Prismant
Utrecht, 24 oktober 2003
Persbericht; Minder patiënten in het verkeerde-bed
Daling van bijna 30% door opzet van transmurale afdelingen
In ziekenhuizen met een transmurale afdeling wachten momenteel veel
minder patiënten die al zijn uitbehandeld op vervolgzorg. Tot 2002 was
nog 6,1% van alle bedden in ziekenhuizen bezet door een
verkeerde-bed-patiënt. Dit is gedaald naar 4,9%.
In de afgelopen jaren hebben veel Nederlandse ziekenhuizen een
afdeling opgericht voor patiënten die geen ziekenhuiszorg meer nodig
hebben, maar wachten op vervolgzorg, bijvoorbeeld in een verpleeghuis,
verzorgingshuis of via de thuiszorg. 46% van alle ziekenhuizen heeft
inmiddels zo'n afdeling en 12% is bezig er één op te zetten.

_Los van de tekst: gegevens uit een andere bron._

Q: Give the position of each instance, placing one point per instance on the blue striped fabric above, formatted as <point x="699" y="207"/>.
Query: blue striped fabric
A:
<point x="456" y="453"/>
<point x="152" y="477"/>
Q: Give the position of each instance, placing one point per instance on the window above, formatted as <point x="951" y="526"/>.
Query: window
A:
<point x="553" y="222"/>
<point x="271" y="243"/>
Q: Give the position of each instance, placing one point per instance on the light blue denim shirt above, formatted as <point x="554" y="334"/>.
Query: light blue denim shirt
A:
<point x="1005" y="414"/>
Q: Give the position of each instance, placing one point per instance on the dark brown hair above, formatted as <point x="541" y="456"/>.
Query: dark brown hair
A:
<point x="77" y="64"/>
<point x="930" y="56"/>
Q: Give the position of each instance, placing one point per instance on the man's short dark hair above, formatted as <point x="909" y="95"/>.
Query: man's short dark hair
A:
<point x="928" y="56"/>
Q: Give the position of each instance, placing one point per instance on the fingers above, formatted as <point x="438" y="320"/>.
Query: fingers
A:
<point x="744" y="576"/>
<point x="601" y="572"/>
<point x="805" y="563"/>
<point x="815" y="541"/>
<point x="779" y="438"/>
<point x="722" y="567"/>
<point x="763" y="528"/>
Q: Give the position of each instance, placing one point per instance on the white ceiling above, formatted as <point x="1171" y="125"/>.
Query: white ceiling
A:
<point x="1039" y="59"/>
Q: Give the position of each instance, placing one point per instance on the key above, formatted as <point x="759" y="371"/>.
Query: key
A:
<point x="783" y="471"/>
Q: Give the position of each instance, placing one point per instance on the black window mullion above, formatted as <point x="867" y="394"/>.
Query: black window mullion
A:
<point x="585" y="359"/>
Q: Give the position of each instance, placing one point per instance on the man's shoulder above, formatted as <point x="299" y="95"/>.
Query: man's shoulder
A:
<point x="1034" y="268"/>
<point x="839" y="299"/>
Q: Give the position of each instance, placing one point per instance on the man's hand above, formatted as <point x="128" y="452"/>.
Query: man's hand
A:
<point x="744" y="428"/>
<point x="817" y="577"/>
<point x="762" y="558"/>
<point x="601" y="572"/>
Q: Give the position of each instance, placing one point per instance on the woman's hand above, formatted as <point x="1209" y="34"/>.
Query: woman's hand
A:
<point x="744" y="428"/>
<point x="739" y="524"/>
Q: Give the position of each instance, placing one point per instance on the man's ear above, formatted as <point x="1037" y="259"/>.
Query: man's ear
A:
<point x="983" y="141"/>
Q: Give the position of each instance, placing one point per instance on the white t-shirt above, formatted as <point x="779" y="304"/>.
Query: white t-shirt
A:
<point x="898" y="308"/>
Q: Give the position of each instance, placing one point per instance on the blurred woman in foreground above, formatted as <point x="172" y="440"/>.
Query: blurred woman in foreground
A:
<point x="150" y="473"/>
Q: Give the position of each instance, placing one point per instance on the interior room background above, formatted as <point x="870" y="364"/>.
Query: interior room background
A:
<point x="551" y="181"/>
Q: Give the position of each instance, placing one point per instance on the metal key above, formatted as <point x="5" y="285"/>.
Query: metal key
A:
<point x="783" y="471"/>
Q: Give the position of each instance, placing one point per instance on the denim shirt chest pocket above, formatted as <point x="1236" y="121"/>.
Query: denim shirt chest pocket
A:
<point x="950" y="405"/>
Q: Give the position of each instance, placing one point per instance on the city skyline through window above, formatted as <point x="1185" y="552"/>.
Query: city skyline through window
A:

Onderzoeks-en adviesbureau voor de zorg Prismant bracht de transmurale
afdelingen in kaart en onderzoekt het functioneren van deze
afdelingen.
De belangrijkste aanleiding voor het oprichten van een transmurale
afdeling is de 'verkeerde-bed-problematiek'. In Nederland was tot
vorig jaar ruim 6% van alle ziekenhuisbedden bezet door
verkeerde-bed-patiënten. Om deze patiënten meer adequate zorg te
bieden, hebben veel ziekenhuizen een (leegstaande) afdeling verbouwd
tot transmurale afdeling. De werknemers van de transmurale afdeling
kunnen zowel in dienst zijn van het ziekenhuis als van het
verpleeghuis. Bijna altijd ligt de medische eindverantwoordelijkheid
bij een verpleeghuisarts.
Gemiddelde daling van bijna 30%
In 1993 is de eerste transmurale afdeling van start gegaan en al
spoedig volgden er meer. In 2000 en 2001 zijn er maar liefst 22
transmurale afdelingen opgericht. Voor deze ziekenhuizen is onderzocht
in welke mate de oprichting geleid heeft tot een werkelijke daling van
de verkeerde-bed-problematiek.
Bij de 22 ziekenhuizen daalde tussen 1999 en 2002 het aantal
verkeerde-bed-dagen met gemiddeld 29%. In 1999 was 7% van hun bedden
permanent bezet door verkeerde- bed-patiënten en in 2002 5%. Bij de
ziekenhuizen die geen transmurale afdeling hebben opgericht zien we
ook een duidelijke, maar wel geringere, afname van de problematiek.
Bij hen is het percentage verkeerde-bed-patiënten gedaald met 20%.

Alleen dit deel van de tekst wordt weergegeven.